Duckface to unlock: How our selfie obsession helped make eye-recognition possible

How our selfie obsession helped make eye recognition possible
Let’s all give thanks for selfies. Not because they’ve given the vain something to occupy their time, but because without them, we wouldn’t be on the cusp of unlocking our phones merely by looking at them.
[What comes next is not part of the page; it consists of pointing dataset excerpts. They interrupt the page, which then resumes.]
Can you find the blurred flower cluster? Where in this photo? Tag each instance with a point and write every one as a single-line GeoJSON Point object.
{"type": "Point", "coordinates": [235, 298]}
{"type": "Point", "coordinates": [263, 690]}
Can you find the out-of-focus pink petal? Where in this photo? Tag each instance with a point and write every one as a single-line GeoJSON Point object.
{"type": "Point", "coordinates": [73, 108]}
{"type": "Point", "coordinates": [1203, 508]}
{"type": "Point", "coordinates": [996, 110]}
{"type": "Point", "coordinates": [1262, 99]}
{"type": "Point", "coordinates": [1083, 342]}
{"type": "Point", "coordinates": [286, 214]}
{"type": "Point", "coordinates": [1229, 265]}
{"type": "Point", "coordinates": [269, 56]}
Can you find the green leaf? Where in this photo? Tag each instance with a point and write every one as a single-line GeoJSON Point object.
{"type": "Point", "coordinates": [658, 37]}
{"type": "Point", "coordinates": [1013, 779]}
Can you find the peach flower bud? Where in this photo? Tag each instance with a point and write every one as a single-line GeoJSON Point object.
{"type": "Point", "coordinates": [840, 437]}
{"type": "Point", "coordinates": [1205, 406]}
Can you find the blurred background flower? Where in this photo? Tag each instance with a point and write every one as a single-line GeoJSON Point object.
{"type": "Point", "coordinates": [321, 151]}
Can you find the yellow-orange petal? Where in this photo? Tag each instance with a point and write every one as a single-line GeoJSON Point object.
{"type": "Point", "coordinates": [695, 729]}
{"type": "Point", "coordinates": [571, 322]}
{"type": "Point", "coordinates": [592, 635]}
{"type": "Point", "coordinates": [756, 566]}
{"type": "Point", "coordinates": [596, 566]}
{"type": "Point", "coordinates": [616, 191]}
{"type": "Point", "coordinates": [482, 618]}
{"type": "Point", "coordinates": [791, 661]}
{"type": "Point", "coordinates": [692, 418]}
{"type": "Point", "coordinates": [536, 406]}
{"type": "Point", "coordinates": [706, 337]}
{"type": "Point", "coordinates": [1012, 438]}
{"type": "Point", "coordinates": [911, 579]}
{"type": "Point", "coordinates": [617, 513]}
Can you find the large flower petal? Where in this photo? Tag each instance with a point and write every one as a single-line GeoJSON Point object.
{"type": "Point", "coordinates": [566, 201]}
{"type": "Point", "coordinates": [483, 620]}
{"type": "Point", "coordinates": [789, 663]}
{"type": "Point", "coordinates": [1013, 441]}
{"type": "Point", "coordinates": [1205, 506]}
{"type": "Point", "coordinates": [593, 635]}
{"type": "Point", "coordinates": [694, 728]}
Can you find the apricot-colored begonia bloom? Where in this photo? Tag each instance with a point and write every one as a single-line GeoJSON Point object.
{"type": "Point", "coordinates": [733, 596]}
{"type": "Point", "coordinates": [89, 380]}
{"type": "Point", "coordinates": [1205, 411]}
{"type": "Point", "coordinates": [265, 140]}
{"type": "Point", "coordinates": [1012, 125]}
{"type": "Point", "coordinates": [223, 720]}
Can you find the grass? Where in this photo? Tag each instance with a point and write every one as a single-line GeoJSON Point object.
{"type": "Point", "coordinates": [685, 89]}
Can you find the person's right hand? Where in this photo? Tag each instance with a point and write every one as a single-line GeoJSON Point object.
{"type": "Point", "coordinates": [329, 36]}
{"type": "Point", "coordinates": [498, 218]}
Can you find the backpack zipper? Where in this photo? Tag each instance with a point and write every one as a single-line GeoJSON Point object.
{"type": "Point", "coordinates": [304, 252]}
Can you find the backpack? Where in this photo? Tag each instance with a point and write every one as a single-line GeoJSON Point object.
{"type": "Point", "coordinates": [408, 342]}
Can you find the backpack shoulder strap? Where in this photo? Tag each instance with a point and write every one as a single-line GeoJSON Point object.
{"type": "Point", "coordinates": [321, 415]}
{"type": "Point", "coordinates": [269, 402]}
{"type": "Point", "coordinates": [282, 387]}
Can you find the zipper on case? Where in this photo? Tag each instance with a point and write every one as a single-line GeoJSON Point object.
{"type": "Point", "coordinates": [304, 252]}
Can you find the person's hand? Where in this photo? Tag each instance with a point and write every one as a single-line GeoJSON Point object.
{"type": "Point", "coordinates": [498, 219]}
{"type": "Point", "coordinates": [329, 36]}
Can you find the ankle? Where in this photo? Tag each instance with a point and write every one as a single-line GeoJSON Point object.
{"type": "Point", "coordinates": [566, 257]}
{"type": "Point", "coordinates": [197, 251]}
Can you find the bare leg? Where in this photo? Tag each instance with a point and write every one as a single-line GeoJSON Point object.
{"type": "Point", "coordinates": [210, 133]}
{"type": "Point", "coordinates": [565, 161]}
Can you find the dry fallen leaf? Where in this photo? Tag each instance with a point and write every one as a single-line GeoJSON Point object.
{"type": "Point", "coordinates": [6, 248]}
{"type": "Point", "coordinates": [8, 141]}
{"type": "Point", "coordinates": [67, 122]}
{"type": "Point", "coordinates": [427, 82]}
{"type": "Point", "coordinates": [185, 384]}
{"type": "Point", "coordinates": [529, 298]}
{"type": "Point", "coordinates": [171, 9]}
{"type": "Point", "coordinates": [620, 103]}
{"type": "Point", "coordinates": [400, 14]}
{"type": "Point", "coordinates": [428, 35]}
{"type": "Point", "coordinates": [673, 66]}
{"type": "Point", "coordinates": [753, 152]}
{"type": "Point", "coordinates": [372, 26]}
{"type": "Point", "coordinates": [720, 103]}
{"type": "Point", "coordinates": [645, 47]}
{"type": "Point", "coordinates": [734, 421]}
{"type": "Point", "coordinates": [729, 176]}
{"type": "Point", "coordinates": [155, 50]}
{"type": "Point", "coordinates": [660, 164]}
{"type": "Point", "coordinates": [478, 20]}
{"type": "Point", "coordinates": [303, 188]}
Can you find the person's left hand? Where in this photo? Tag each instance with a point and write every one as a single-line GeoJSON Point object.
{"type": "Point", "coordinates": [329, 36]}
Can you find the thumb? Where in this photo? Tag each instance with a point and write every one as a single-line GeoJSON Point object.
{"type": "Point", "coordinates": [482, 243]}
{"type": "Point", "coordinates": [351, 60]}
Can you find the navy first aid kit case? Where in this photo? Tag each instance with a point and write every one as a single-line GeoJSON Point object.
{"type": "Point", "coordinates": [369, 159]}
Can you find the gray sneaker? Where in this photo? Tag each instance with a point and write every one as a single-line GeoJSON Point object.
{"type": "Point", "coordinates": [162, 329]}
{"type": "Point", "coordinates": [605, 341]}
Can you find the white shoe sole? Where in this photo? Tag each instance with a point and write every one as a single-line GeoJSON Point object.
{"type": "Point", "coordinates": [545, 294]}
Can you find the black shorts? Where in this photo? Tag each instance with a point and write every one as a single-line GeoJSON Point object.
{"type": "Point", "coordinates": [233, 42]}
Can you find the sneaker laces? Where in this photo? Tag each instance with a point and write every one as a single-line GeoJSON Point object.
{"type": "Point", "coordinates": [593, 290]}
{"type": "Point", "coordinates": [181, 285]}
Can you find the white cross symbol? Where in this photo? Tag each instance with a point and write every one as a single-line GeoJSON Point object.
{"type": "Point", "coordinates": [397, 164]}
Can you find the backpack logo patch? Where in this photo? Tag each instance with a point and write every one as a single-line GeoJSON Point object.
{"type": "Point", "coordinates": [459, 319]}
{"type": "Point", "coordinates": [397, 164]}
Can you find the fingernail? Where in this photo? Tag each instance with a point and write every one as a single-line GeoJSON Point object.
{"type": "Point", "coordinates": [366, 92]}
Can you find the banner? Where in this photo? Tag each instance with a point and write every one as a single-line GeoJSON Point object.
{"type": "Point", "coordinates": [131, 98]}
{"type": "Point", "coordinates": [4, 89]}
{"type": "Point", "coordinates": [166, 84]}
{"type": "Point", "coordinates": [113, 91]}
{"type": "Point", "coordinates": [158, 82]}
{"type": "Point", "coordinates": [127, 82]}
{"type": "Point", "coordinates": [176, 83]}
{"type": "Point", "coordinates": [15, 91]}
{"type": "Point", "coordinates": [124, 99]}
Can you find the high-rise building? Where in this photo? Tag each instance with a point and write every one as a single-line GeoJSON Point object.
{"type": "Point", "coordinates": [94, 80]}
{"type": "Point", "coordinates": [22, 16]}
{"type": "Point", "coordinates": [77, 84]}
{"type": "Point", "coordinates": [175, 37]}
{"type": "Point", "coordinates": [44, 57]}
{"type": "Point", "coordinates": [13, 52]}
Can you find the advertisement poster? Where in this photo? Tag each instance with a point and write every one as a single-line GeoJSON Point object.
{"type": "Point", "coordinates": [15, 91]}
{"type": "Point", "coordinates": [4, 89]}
In a strange twist of fate, the world’s obsession with the selfie has helped propel eye-recognition technology forward faster than expected.

If the selfie craze hadn’t happened, we might not be where we are, according to Toby Rush, CEO and founder of EyeVerify, which makes eye-recognition technology called Eyeprint ID. According to Rush, selfies were just starting to take off when his team began working on their technology, and not every phone had a high-res front camera. “We were naive. We thought people would turn their phones around,” he laughed.

Thankfully, our lust for photos of ourselves sparked a wave of new hardware that Rush’s team was able to ride right alongside preteens snapping selfies. “All of a sudden, every smartphone manufacturer wanted to put a 5 or an 8-megapixel camera on the front of a phone,” Toby remembers. Apple’s introduction of TouchID on the iPhone 5S, he adds, played a big part in bringing attention to the world of biometric authentication.

Not more secure, more convenient

Why should our phones scan our eyes instead of our fingerprints? They shouldn’t.

“We don’t see EyePrint as an alternative to fingerprint scanning, we see it as an addition to it,” Rush explains. “When you think about biometrics, there is no right or wrong, but you do need to think about what the user is doing the vast majority of the time when they want to authenticate an action.”

“It’s not more security, it’s more convenience.”

“Heartrate makes a perfect biometric for smartwatches, but don’t make me talk, touch, or look at it. But with a smartphone, you’re either touching or looking at it, and some of the companies we’re working with — on flagship phones — want to provide both. It’s not more security, it’s more convenience.”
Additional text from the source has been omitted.